Parte considerável desse fluxo, porém, tem como interesse o turismo de compras, atraído pelos baixos preços de outrora do Paraguai. Apesar do dólar acima dos R$ 6, ainda é possível encontrar produtos eletrônicos a preços atraentes.
O primeiro passo da viagem é como chegar ao país vizinho: em sites de locadoras de veículos, ao efetuar uma reserva para retirada no entorno do aeroporto de Foz do Iguaçu o cliente se depara com uma mensagem informando que, apesar de as fronteiras serem próximas, não é permitido deixar o Brasil com o carro alugado.
Numa cidade em que turistas reclamam muito de corridas canceladas por motoristas de aplicativo e que não oferece ao viajante a opção de usar um carro alugado, a opção é cruzar a ponte da Amizade, que liga o Brasil ao Paraguai, a pé, de ônibus, táxi ou usando serviços de agências. Com carro próprio, a recomendação é fazer a carta verde, que permite transitar pelo Mercosul.
É a partir desse momento que as atenções devem ficar redobradas, segundo agências de turismo e órgãos de repressão ao contrabando relataram à Folha.
“Desde a hora que você está passando a ponte, se for a pé, mas principalmente já no Paraguai, o assédio é muito latente. Se for de carro, é gente oferecendo estacionamento a todo momento, mas também é arriscado, já houve casos de sequestros. A recomendação é sempre comprar nos shoppings ou lojas mais conhecidas e estacionar em estacionamentos homologados nesses locais”, disse Luciano Stremel Barros, presidente do Idesf (Instituto de Desenvolvimento Econômico e Social de Fronteiras).

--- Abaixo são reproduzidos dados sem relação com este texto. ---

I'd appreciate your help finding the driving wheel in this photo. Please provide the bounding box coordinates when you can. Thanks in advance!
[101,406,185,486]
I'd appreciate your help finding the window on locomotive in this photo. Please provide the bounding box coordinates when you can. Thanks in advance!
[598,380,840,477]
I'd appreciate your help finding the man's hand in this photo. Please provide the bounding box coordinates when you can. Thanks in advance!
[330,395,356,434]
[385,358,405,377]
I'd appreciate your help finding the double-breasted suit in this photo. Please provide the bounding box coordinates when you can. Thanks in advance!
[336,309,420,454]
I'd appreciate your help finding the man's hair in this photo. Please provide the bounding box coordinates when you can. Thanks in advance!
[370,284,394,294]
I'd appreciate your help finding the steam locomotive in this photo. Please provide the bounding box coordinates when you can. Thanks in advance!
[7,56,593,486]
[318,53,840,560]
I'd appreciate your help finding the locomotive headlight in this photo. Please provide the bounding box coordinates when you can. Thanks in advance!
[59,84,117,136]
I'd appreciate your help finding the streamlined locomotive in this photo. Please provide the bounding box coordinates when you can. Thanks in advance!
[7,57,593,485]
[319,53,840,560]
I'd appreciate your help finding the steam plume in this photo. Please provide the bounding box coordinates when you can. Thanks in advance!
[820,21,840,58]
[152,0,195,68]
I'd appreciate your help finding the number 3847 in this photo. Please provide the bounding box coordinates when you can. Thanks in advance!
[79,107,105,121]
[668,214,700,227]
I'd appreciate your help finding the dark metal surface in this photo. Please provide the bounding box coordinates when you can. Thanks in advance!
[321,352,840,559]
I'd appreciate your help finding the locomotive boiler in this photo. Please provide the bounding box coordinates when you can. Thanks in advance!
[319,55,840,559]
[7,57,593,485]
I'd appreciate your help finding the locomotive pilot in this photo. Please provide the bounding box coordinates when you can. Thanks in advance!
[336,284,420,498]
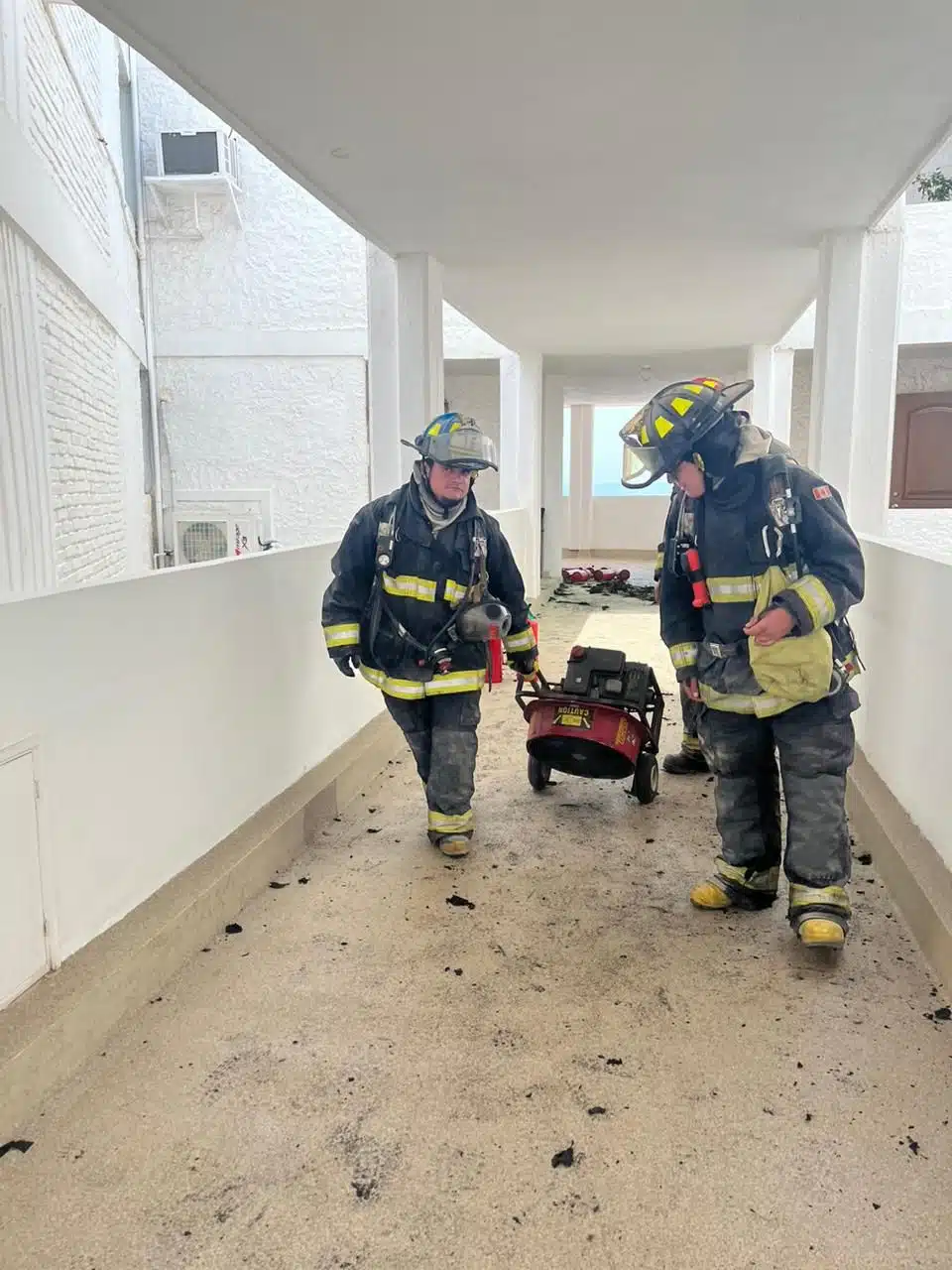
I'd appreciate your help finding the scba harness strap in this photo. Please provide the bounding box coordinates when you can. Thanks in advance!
[368,498,489,672]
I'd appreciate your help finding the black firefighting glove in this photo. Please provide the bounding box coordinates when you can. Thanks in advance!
[509,648,538,680]
[330,648,361,680]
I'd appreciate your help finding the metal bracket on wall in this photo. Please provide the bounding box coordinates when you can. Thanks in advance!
[145,174,244,239]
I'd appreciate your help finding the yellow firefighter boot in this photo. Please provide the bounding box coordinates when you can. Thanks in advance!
[690,879,734,909]
[436,833,470,860]
[797,917,847,949]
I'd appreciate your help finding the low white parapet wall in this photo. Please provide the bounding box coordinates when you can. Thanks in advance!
[0,545,381,961]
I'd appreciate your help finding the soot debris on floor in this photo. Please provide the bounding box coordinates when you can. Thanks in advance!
[0,1138,33,1158]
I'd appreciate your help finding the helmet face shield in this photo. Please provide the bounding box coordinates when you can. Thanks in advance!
[618,403,665,489]
[622,441,666,489]
[424,426,499,472]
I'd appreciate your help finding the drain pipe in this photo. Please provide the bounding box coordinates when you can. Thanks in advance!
[127,46,169,569]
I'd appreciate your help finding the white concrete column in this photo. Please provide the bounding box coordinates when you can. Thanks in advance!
[849,199,905,535]
[0,0,29,125]
[542,375,565,577]
[0,214,56,599]
[568,405,595,552]
[740,344,793,441]
[367,242,396,498]
[396,253,443,479]
[810,202,905,534]
[499,353,542,598]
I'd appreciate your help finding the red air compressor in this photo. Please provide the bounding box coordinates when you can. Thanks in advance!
[516,645,663,803]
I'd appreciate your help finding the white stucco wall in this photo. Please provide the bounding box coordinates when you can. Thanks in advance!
[0,0,151,585]
[140,63,368,546]
[444,361,499,511]
[162,357,369,546]
[783,203,952,349]
[443,304,509,359]
[790,347,952,553]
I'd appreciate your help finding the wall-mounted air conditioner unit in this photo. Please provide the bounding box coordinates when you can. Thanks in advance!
[173,490,271,564]
[159,131,239,185]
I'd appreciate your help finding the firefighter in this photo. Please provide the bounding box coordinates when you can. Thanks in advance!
[322,412,538,856]
[622,380,863,948]
[654,476,710,776]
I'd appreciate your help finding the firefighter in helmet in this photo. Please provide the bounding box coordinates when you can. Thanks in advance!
[621,370,863,948]
[322,412,536,856]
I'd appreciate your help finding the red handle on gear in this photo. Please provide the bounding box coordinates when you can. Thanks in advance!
[684,548,711,608]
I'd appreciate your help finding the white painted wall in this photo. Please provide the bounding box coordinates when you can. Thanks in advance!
[162,357,371,546]
[851,537,952,867]
[783,203,952,349]
[593,497,670,553]
[140,61,369,546]
[139,61,502,546]
[0,0,151,589]
[0,544,381,960]
[443,359,499,511]
[792,347,952,553]
[493,507,536,583]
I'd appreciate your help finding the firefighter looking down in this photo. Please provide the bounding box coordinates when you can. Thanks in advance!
[654,376,792,776]
[322,413,538,856]
[621,380,863,948]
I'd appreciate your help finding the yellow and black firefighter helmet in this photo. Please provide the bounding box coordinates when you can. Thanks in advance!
[401,410,499,472]
[618,378,754,489]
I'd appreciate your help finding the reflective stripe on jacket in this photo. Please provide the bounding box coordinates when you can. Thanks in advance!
[321,481,535,699]
[660,435,863,716]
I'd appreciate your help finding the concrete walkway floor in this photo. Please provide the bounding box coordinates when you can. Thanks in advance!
[0,603,952,1270]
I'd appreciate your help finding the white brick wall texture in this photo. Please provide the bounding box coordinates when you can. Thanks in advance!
[0,0,151,585]
[24,0,112,258]
[47,4,103,122]
[37,262,127,585]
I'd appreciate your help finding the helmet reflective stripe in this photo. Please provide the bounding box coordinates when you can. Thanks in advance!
[620,378,754,489]
[404,412,498,471]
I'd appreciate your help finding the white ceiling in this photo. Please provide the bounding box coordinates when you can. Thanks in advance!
[83,0,952,354]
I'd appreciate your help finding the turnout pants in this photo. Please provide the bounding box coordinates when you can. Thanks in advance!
[680,684,703,754]
[384,693,480,842]
[699,689,858,924]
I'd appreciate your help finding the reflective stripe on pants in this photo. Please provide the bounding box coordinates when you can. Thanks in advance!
[384,693,480,842]
[698,689,857,889]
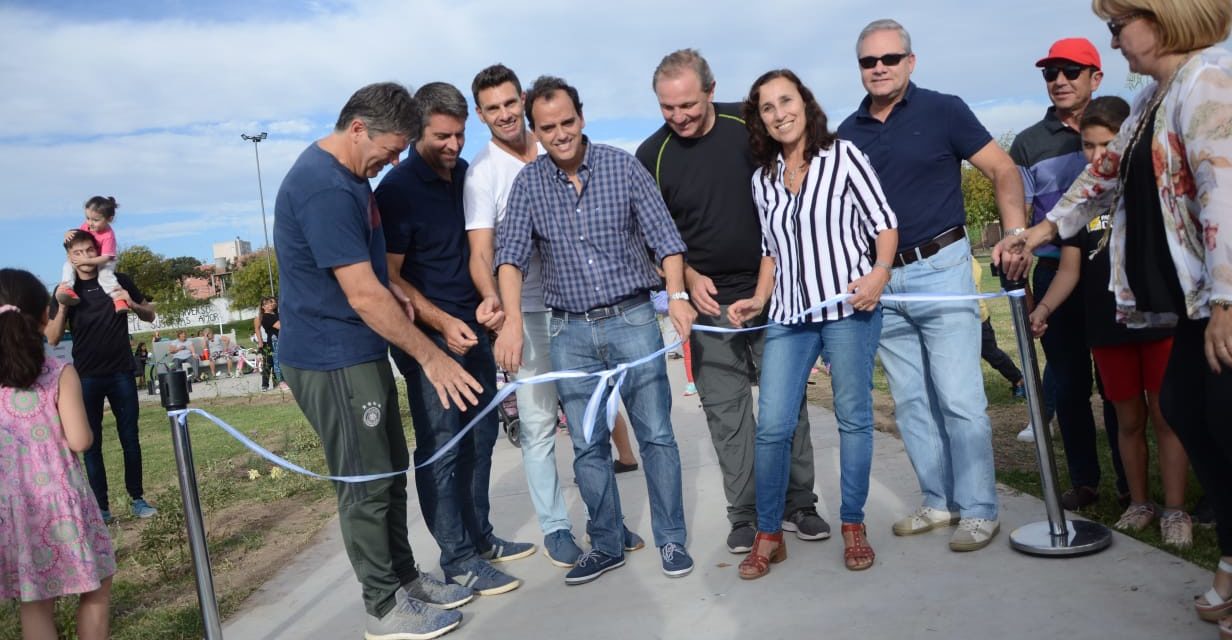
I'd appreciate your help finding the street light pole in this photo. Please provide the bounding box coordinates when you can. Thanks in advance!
[240,131,275,296]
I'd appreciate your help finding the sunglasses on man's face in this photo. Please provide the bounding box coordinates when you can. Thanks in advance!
[1108,11,1149,38]
[860,53,910,69]
[1042,64,1087,83]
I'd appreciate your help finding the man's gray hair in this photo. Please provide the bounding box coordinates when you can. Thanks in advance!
[650,49,715,94]
[414,83,469,139]
[855,17,912,55]
[334,83,419,137]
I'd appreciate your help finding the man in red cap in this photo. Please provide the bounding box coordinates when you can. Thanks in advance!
[1009,38,1125,509]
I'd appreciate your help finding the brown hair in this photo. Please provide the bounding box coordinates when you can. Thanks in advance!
[85,196,120,219]
[0,269,51,388]
[740,69,835,179]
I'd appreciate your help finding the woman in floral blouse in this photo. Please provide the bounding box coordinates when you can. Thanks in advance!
[994,0,1232,639]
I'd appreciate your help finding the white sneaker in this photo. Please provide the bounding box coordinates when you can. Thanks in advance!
[894,507,958,535]
[950,518,1000,551]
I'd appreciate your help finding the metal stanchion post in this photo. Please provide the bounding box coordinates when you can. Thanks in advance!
[158,371,223,640]
[1002,265,1112,556]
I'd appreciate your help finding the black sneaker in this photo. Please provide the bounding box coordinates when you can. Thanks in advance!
[782,507,830,540]
[612,460,637,474]
[564,549,625,585]
[727,522,758,554]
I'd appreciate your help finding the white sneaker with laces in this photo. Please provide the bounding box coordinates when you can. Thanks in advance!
[950,518,1000,551]
[894,507,958,535]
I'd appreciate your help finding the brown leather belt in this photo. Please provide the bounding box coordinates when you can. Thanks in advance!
[894,227,967,266]
[552,291,650,322]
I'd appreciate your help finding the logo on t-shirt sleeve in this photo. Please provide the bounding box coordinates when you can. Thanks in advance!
[368,194,381,231]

As compras envolvem as principais ciladas no lado paraguaio e é preciso ter em mente o que você vai comprar, lembrando que a cota é de US$ 500 (cerca de R$ 3.000) e que você pode ter de pagar excesso de bagagem, se chegou a Foz via aérea. Mapeie as lojas que vendem o que você quer e não acredite em preços muito abaixo da média, segundo Barros.
“Quem chega com cara de ‘perdido’ é a vítima preferencial de golpistas, que te levam para locais que vendem produtos de terceira linha ou falsificados e com preços em tese convidativos. Desconfie de preços muito baixos. Ter uma diferença de US$ 5 ou US$ 10 entre uma loja e outra acontece, mas US$ 50 ou US$ 100, não”, disse.
Comprou um eletrônico? Teste na hora, ainda que seja algo simples —as lojas têm um setor específico para isso. Se você detectar o problema só ao chegar ao hotel em Foz, ou à sua cidade de origem, será difícil trocar.
Da mesma forma, é preciso cuidado com moeda falsa no troco em alguma compra. Há lojas que aceitam pagamentos em reais, dólares e até mesmo Pix. No caso de dólares, nem todas as notas são aceitas: cédulas com grifos ou mesmo leves riscos à caneta são devolvidas pelos caixas das lojas aos consumidores.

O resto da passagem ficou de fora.